I’ll never get used to how an eight-hour car trip can change my habits, way of thinking, and pace of life. I come back to Virginia and slip back so easily into how things run and sleep and act here. I wonder if that will ever become normal?
My roommate got engaged last weekend; the best surprise I’ve had in a long time. Her fiance had us all wait for them in a classroom on campus after he proposed and it was the best sort of welcome party I’ve ever been a part of. They walked in and everyone was smiling and oohing at the sparkly diamond and all I could think was Crap, we’re like adults now.
There were about twenty juniors in college in that room, all there to celebrate the approaching marriage of two people we all love dearly. We were together without party favors or balloons and without a “real adult” telling us to be there. We listened to the proposal story (complete with many mishaps) and I thought about how one day they’ll tell this story to their kids, that one day this moment will be passed down and told hundreds of times—but in this first celebration and sharing of the story, we twenty were there.
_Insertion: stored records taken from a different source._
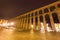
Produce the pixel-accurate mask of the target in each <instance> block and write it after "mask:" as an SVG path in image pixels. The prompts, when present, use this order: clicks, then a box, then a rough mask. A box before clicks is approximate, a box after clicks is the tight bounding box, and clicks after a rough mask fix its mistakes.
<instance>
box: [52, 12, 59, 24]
mask: <svg viewBox="0 0 60 40" xmlns="http://www.w3.org/2000/svg"><path fill="white" fill-rule="evenodd" d="M52 17H53V20H54V23H59V20H58V16H57V14H56V13H53V14H52Z"/></svg>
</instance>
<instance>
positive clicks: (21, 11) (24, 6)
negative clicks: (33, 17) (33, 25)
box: [0, 0, 57, 19]
mask: <svg viewBox="0 0 60 40" xmlns="http://www.w3.org/2000/svg"><path fill="white" fill-rule="evenodd" d="M55 1H57V0H0V19H10V18H13V17H16V16H18V15H21V14H22V13H25V12H28V11H31V10H34V9H37V8H40V7H42V6H45V5H48V4H50V3H53V2H55Z"/></svg>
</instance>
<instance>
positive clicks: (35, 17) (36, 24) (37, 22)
mask: <svg viewBox="0 0 60 40" xmlns="http://www.w3.org/2000/svg"><path fill="white" fill-rule="evenodd" d="M35 23H36V25H37V23H38V18H37V17H35Z"/></svg>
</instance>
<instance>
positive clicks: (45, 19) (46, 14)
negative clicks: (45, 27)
mask: <svg viewBox="0 0 60 40" xmlns="http://www.w3.org/2000/svg"><path fill="white" fill-rule="evenodd" d="M45 20H46V23H47V24H48V26H49V27H52V26H51V22H50V17H49V15H48V14H46V15H45Z"/></svg>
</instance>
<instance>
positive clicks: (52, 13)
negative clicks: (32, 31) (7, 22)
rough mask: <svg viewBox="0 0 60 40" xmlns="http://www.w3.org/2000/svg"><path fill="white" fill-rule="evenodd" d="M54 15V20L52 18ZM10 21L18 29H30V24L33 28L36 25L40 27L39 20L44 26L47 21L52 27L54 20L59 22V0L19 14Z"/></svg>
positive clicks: (44, 25) (56, 22)
mask: <svg viewBox="0 0 60 40" xmlns="http://www.w3.org/2000/svg"><path fill="white" fill-rule="evenodd" d="M54 16H55V19H56V20H55V19H54ZM10 21H15V22H16V25H15V26H16V27H17V28H20V29H26V30H27V29H30V28H31V25H33V26H34V29H36V27H38V29H40V27H41V22H42V23H43V25H44V27H45V28H46V24H47V23H49V26H51V27H52V29H54V23H55V22H54V21H56V23H60V1H57V2H54V3H52V4H50V5H47V6H44V7H41V8H38V9H36V10H32V11H30V12H27V13H24V14H22V15H20V16H17V17H15V18H12V19H10Z"/></svg>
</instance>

At the end of the night, two of the dearest in that group prayed for Mere and Chris while we all laid our hands on them. They prayed for their marriage and their testimony of God’s goodness and their approaching union. I echoed those prayers and thought, Thank God, we’re like adults now.
That night was life-changing for my roommate and her man, but it was also a turning point of sorts for me. This becoming an adult thing is terrifying and I don’t feel very confident and everything is happening a bit faster than I thought it would….but it’s also bringing a lot of beauty and happiness and memories I will look back on as the most important.
There are many memories ahead that are worth living for, and so we grow.